Erano arrivati. Era il momento in cui ci si gira verso le porte in attesa dell'apertura. Mascherine, zaini sulle spalle e schiena dritta: pronti a scendere. Ma non arriva nessun centimetro di contatto. La cabina tre non tocca la banchina. Si blocca, torna indietro e si impenna. Inizia il suo brevissimo viaggio a ritroso, sparata a tutta velocità, in esilio da qualsiasi geografia e tragitto. Come se stesse prendendo la mira oltre il bersaglio. Urta il pilone, il cavo si stacca e la cabina tre precipita nel vuoto. Con tutti quanti dentro: quindici passeggeri, quattordici morti, tranne Eitan, il bimbo israeliano rimasto orfano e senza fratello. Ce lo siamo sempre immaginati così.
Ma vederlo così è tutta un'altra storia. Buca il vuoto e il cielo le si arriccia attorno, come i lembi di un fazzoletto che si chiudono con un peso al centro. Si sente la tensione che precede l'irreparabile. Perché conosciamo già la fine e perché in quella manciata di secondi l'aria si tende di irreale. E poi scricchiola di tragedia. Ce lo siamo sempre immaginati così. Ma vederlo così è tutta un'altra storia.
Ieri è stato chiaro davvero cos'è successo il 23 maggio scorso alla funivia del Mottarone. Le immagini raccolte dalle telecamere di videosorveglianza sono andate in onda al Tg3 e sono subito rimbalzate sui siti e sulle altre tv. Non avrebbero dovuto essere rese pubbliche, ma sono «uscite». Non le avevano mai viste neppure i parenti delle vittime. Perché fanno sussultare e svuotano. Il Procuratore della Repubblica, Olimpia Bossi, ieri ha fatto un comunicato stampa, per spiegare che la pubblicazione delle immagini è vietata, trattandosi di atti relativi a un procedimento in fase di indagini preliminari. «Ma ancor più del dato normativo» diceva la Bossi «mi preme sottolineare la assoluta inopportunità della pubblicazione di tali riprese, che ritraggono gli ultimi drammatici istanti di vita dei passeggeri della funivia precipitata il 23 maggio scorso sul Mottarone, per il doveroso rispetto che tutti, parti processuali, inquirenti, e organi di informazione, siamo tenuti a portare alle vittime, al dolore delle loro famiglie, al cordoglio di una intera comunità». Anche la Rai si è «spaccata» sulla decisione del Tg3 di divulgare le immagini. C'è chi ha parlato di «scelta macabra» e lo stesso Marcello Foa, presidente della Rai, si è detto «toccato dalle immagini» e ha spiegato che il servizio pubblico avrebbe dovuto tener conto «dell'impatto emotivo» di quel filmato. Mentre dalla redazione della Terza Rete giustificavano la diffusione del video spiegando che «aggiunge qualcosa in più alla comprensione della tragedia». Opportunità e sensibilità, insomma. Ognuno le proprie.

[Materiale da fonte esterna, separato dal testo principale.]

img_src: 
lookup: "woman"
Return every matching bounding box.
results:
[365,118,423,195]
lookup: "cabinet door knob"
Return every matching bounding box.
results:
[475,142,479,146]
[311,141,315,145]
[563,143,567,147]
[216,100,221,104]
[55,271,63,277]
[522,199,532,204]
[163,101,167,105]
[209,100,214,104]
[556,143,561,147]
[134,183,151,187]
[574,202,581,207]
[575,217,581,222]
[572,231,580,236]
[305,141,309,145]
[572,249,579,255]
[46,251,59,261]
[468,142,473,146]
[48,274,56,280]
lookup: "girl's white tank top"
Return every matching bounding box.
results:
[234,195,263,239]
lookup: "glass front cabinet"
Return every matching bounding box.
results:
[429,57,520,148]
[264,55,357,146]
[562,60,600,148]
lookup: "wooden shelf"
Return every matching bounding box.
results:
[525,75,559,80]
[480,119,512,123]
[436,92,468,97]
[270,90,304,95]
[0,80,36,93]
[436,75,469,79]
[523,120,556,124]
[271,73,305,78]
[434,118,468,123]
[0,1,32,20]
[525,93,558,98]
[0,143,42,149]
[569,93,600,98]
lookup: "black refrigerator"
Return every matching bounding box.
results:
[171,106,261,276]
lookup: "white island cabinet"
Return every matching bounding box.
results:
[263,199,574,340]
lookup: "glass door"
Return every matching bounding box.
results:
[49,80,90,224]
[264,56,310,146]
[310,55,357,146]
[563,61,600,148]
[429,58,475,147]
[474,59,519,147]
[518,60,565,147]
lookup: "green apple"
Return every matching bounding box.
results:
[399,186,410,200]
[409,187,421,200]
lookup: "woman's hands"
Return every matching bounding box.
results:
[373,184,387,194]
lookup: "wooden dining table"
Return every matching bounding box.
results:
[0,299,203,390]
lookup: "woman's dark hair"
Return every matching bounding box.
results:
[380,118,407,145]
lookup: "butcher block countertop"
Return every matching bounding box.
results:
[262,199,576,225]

Ma intanto stringe lo stomaco quella cabina che cambia rotta. E quell'impennata, che deve averli scaraventati tutti gli uni addosso agli altri, per poi partire all'impazzata verso lo schianto. Non si sente nulla, ma sentiamo lo stesso le grida fino al terrore che va a comprimere i polmoni e a renderli afoni. E noi non siamo quelle madri, quei padri, quei fratelli...
Erano arrivati. Praticamente arrivati. A guardarli oggi, sapendo cosa c'è dopo, viene da tendere le mani da quella banchina mai toccata per afferrarli, agganciarli in qualche modo, tenerli. «Tenere» è il verbo che salva. Sempre. Viene voglia di sdraiarsi sul cemento e di agganciare in qualche maniera disperata quella bara di metallo prima che si lanci a tutta velocità. A guardarli oggi, a fare senso più della morte, è la vita.
Vedere la vita che c'era fino a pochi istanti prima. L'uomo con lo zaino sulle spalle e la mascherina sulla bocca che si volta verso l'uscita per scendere. È quello lo sgomento. Lo sgomento è la vita. A far senso è la vita. Vederla ignara, stagliata sul destino.